Recently I had to find the neighbors in a 3 by 3 by 3 grid around a given point in 3D space. J.D. Smith’s Dimensional Juggling Tutorial has a lot of similar use of the REFORM and REBIN routines, but mostly for the purpose of “inflating” a dimension of an array. This problem called for cyclically repeating the same values in different patterns.
I needed the nearest neighbors (i.e. inside a 3 by 3 by 3 window), but other window sizes might be needed.
n = 3
offsets = lindgen(n) - (n - 1) / 2
So offsets is just [-1, 0, 1]. The magic is:
xoffsets = reform(rebin(offsets, n, n^2), n^3)

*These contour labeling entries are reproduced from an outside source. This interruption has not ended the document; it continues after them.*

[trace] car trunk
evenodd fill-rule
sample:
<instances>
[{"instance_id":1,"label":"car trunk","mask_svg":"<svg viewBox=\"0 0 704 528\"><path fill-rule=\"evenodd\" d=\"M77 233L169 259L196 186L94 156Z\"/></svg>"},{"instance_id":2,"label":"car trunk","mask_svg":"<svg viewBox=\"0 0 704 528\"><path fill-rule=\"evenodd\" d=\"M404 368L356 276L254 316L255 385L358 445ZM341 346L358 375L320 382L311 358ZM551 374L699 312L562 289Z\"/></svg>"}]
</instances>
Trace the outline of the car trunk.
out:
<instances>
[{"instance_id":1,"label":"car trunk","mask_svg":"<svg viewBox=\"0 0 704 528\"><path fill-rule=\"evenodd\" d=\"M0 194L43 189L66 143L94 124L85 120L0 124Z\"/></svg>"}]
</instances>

yoffsets = reform(rebin(offsets, n^2, n), n^3)
zoffsets = rebin(offsets, n^3)
which does the REFORM and REBIN in the opposite order from the Dimensional Juggling Tutorial. You expand into an extra dimension, then get rid of that extra dimension which creates the repeating patterns. For example, try
IDL> print, reform(rebin([-1, 0, 1], 3, 9), 27)
-1 0 1 -1 0 1 -1 0 1
-1 0 1 -1 0 1 -1 0 1
-1 0 1 -1 0 1 -1 0 1
IDL> print, reform(rebin([-1, 0, 1], 9, 3), 27)
-1 -1 -1 0 0 0 1 1 1
-1 -1 -1 0 0 0 1 1 1
-1 -1 -1 0 0 0 1 1 1
IDL> print, rebin([-1, 0, 1], 27)
-1 -1 -1 -1 -1 -1 -1 -1 -1
0 0 0 0 0 0 0 0 0
1 1 1 1 1 1 1 1 1
You can use these like:
neighbors = volume[x0 + xoffsets, y0 + yoffsets, z0 + zoffsets]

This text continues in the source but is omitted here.